Like Cleo you can use this from your computer, and also download the data to use in spreadsheet software.
This has a more stripped back layout than Yolt and MD, which I’m not so sure about. But it’s only in beta which means not all the features are released yet. However it is FCA approved so your data is better protected (as long as your bank is ready with the APIs).
The apps to help you save
A smart feature with these apps can help you save. The apps analyse your spending data to work out how much you can afford to save. If you give permission the apps then use a Direct Debit to move that money to a separate account. These apps essentially make sure you don’t forget to save, and hopefully not notice there’s less money in your bank account as a result either.
You can earn up to 5% interest with Chip and I’ve been using it since mid-2017. Chip isn’t currently regulated by the FCA but your money is held in a Barclay’s e-wallet.
** UPDATE 16/1/18 – I’ve negotiated a deal where you can start with 3% rather than the standard 1%. Use the code CLEVER3 to get your 3% bonus.
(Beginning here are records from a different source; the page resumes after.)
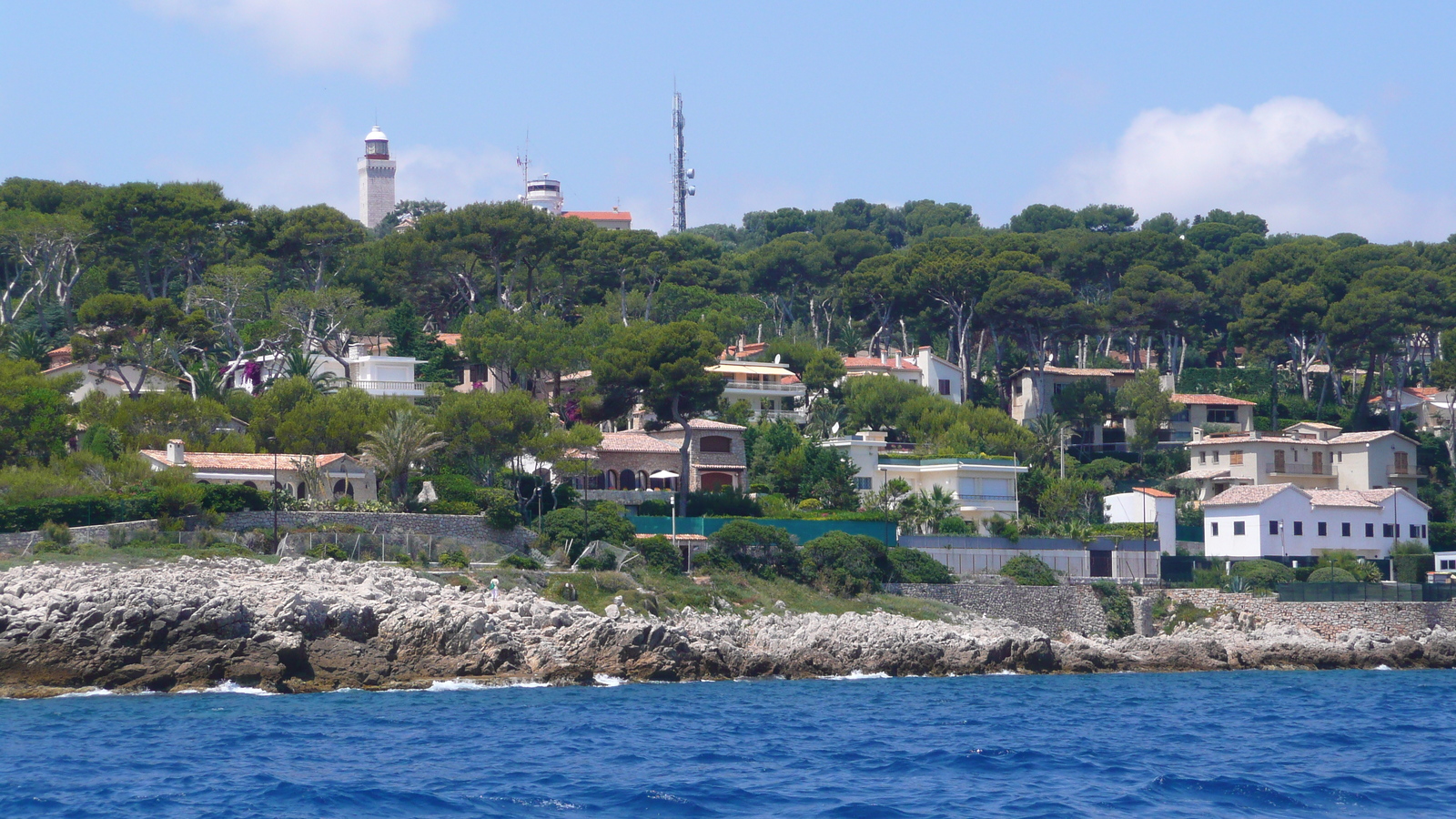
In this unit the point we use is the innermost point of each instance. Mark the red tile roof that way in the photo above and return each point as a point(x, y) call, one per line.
point(1208, 398)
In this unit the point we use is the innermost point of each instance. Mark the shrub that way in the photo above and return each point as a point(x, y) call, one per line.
point(1117, 606)
point(659, 554)
point(328, 551)
point(1331, 574)
point(1263, 574)
point(757, 548)
point(953, 526)
point(500, 508)
point(56, 532)
point(455, 560)
point(453, 508)
point(912, 566)
point(846, 564)
point(1028, 570)
point(521, 561)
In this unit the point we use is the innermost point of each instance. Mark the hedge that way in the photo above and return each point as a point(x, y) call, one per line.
point(92, 511)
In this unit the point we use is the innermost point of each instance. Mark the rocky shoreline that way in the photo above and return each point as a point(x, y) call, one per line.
point(303, 625)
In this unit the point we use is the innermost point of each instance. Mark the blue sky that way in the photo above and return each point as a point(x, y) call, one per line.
point(1322, 116)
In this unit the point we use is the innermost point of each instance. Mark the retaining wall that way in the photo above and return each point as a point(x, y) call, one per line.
point(470, 528)
point(1050, 608)
point(1329, 620)
point(19, 541)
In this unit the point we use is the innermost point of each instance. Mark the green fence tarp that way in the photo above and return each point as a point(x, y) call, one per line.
point(805, 531)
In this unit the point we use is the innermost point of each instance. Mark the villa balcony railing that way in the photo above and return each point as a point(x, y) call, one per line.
point(763, 387)
point(390, 385)
point(1324, 471)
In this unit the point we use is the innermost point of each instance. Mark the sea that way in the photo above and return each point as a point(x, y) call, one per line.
point(1228, 743)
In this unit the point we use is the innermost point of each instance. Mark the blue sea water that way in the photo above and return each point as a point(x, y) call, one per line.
point(1237, 743)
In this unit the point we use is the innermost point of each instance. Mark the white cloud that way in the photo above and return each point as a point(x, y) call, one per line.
point(1293, 160)
point(370, 36)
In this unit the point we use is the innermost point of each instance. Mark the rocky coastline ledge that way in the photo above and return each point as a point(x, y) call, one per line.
point(303, 625)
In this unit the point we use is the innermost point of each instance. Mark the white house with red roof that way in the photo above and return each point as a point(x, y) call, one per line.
point(1288, 521)
point(1147, 504)
point(342, 474)
point(931, 372)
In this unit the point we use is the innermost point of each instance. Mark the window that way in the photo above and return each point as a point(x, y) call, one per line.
point(715, 443)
This offer expires 31st January 2018 **
You earn interest on savings here if you sign up for peer to peer lending, which comes with risks. Plum suggests you’ll get a 3% return on your savings, though the money isn’t protected so read up before investing.
Like Cleo, Plum uses Facebook Messenger rather than an app. I personally chatting to the app a bit annoying, but if you regularly use Facebook it’s easy to access. But it is handy to get daily notifications of your bank balance and your spending over the day, week and month.
The apps to help you switch
I’ve not actually used these ones yet, but the idea is the software analyses the data to find where it thinks you are overspending. If you agree, you can switch to a cheaper deal through the app or cancel a service.
Two to check out are Bean and Mespo.